Ketoconazole is now considered an appropriate second-line treatment in hypercalcaemic sarcoidosis when oral steroids are ineffective or contraindicated.19,24 Ketoconazole is an imidazole antifungal agent that inhibits cytochrome P450-linked hydroxylation of 1,25(OH)2-D3. Although the literature supporting the use of ketoconazole in combination with corticosteroids is limited to isolated case reports,21,25 it has been our experience that the addition of ketoconazole results in the dose of corticosteroids being significantly reduced in all patients and ceased in some. It should be noted that ketoconazole has no role for any other manifestation of sarcoidosis. Chloroquine and hydroxychloroquine also cause inhibition of 25(OH)D3-1α-hydroxylase,26,27 and can be considered for patients who are intolerant of ketoconazole or who develop abnormal liver function tests. Methotrexate and azathioprine are frequently used as adjuvant therapy for sarcoidosis, and help to control hypercalcaemia by reducing the granuloma burden.

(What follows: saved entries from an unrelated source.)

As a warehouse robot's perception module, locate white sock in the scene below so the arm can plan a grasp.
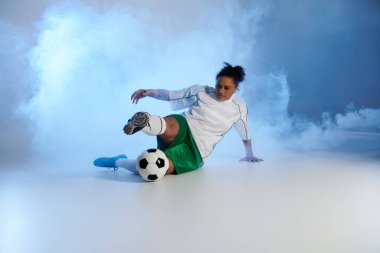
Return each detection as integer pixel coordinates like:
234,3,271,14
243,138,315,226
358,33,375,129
115,158,139,175
141,115,166,135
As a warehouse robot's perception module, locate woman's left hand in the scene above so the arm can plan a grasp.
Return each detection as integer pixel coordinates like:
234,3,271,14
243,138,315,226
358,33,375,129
240,156,264,163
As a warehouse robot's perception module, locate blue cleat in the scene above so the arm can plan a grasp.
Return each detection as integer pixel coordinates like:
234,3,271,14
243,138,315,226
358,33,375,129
94,155,127,170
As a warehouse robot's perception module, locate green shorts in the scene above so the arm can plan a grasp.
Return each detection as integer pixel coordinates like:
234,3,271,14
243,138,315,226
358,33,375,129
157,114,203,174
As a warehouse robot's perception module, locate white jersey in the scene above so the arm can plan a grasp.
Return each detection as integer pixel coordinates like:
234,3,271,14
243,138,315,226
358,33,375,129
169,85,251,159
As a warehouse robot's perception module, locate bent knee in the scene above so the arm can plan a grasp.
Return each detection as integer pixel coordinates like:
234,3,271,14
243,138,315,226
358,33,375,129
165,157,175,175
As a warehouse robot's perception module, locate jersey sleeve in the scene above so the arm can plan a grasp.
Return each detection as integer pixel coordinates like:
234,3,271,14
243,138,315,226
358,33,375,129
169,85,206,110
234,102,251,140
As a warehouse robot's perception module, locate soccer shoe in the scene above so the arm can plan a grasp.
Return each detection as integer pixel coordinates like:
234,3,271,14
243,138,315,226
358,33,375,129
123,112,150,135
94,155,127,170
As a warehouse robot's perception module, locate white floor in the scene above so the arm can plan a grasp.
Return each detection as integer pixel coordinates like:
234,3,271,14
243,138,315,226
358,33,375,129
0,153,380,253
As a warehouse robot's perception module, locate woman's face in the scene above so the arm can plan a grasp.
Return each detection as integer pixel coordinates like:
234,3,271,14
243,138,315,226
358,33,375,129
215,76,237,101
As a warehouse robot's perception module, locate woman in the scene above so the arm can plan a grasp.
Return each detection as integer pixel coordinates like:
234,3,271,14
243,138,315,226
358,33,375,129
94,63,262,175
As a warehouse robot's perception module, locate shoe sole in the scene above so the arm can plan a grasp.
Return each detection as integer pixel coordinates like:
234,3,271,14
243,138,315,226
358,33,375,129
123,112,149,135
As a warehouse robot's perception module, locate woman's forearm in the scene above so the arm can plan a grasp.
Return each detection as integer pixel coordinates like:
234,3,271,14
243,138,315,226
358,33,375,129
146,89,169,101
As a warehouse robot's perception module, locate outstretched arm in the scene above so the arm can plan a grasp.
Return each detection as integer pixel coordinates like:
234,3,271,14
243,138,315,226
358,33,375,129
240,139,263,163
131,89,169,104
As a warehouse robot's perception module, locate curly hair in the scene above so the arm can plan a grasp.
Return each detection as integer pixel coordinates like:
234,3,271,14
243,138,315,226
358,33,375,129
216,62,245,86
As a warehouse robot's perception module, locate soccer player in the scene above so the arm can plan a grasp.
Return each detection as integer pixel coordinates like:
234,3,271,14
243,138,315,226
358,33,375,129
94,63,262,175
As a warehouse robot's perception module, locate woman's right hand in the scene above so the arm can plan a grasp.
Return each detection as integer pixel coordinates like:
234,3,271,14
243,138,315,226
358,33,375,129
131,89,148,104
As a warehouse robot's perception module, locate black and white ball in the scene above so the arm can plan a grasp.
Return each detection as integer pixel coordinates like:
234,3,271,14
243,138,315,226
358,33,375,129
136,149,169,182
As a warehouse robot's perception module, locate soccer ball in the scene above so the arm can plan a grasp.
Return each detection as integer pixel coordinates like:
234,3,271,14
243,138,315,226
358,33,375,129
136,149,169,182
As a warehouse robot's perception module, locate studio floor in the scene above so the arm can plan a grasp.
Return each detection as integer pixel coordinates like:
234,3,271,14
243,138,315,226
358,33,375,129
0,153,380,253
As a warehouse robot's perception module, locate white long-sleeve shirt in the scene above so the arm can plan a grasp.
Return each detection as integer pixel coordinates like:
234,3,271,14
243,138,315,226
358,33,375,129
169,85,251,159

Pituitary and hypothalamus

About 5% of patients with sarcoidosis have clinical involvement of the nervous system;28 however, the incidence of subclinical and undiagnosed neurosarcoidosis (NS) is much higher.29 Although its involvement in NS is uncommon, the hypothalamus is the most frequently involved of all the endocrine glands. Sarcoidosis, like other granulomatous diseases, infections, and metastatic tumours, commonly leads to an infiltrative process in the hypothalamo-hypophyseal region,30 resulting in neuroendocrinological dysfunction,31 whereas a primary pituitary defect and an empty sella occur rarely.32 Earlier studies of post-mortem findings in patients with hypopituitarism complicated by sarcoidosis, assumed that pituitary destruction was the cause of hormone loss.33 However, subsequent reports, demonstrated pituitary responsiveness to synthetic hypothalamic releasing factors in patients with sarcoidosis and hypopituitarism, concluding that hypothalamic insufficiency is the major cause for hypopituitarism in these patients.34

Polyuria and polydipsia are common presenting features of hypothalamic involvement, due either to diabetes insipidus or a disordered control of thirst; the syndrome of inappropriate secretion of anti-diuretic hormone (SIADH) has also been reported.35,36 In a study by Stuart et al.,35 polydipsia and polyuria were more often primarily due to thirst dysregulation, with adequate endogenous ADH, than to true diabetes insipidus. There has been a report of chronic hypernatraemia and hypovolaemia in a patient with hypothalamic sarcoidosis who did not complain of thirst.37 Neuroendocrinological dysfunction also includes hyperprolactinaemia, which normalizes after treatment of sarcoidosis, and is reported to occur in 3–32% of patients;38 however, other endocrinopathies, including a hypothalamic syndrome, occur in < 10% of patients with NS.39Table 2 illustrates the clinical features of hypothalamo-pituitary sarcoidosis.

Table 2

Clinical features of hypothalamo-pituitary sarcoid

Morbid obesity 
Dysregulation of body temperature 
Insomnia 
Personality change 
SIADH 
Diabetes insipidus 
Hyperprolactinaemia 
Hypothyroidism 
Hypoadrenalism 
Growth hormone deficiency 
Impaired counter-regulatory response to hypoglycaemia 
Morbid obesity 
Dysregulation of body temperature 
Insomnia 
Personality change 
SIADH 
Diabetes insipidus 
Hyperprolactinaemia 
Hypothyroidism 
Hypoadrenalism 
Growth hormone deficiency 
Impaired counter-regulatory response to hypoglycaemia 

SIADH, syndrome of inappropriate secretion of anti-diuretic hormone.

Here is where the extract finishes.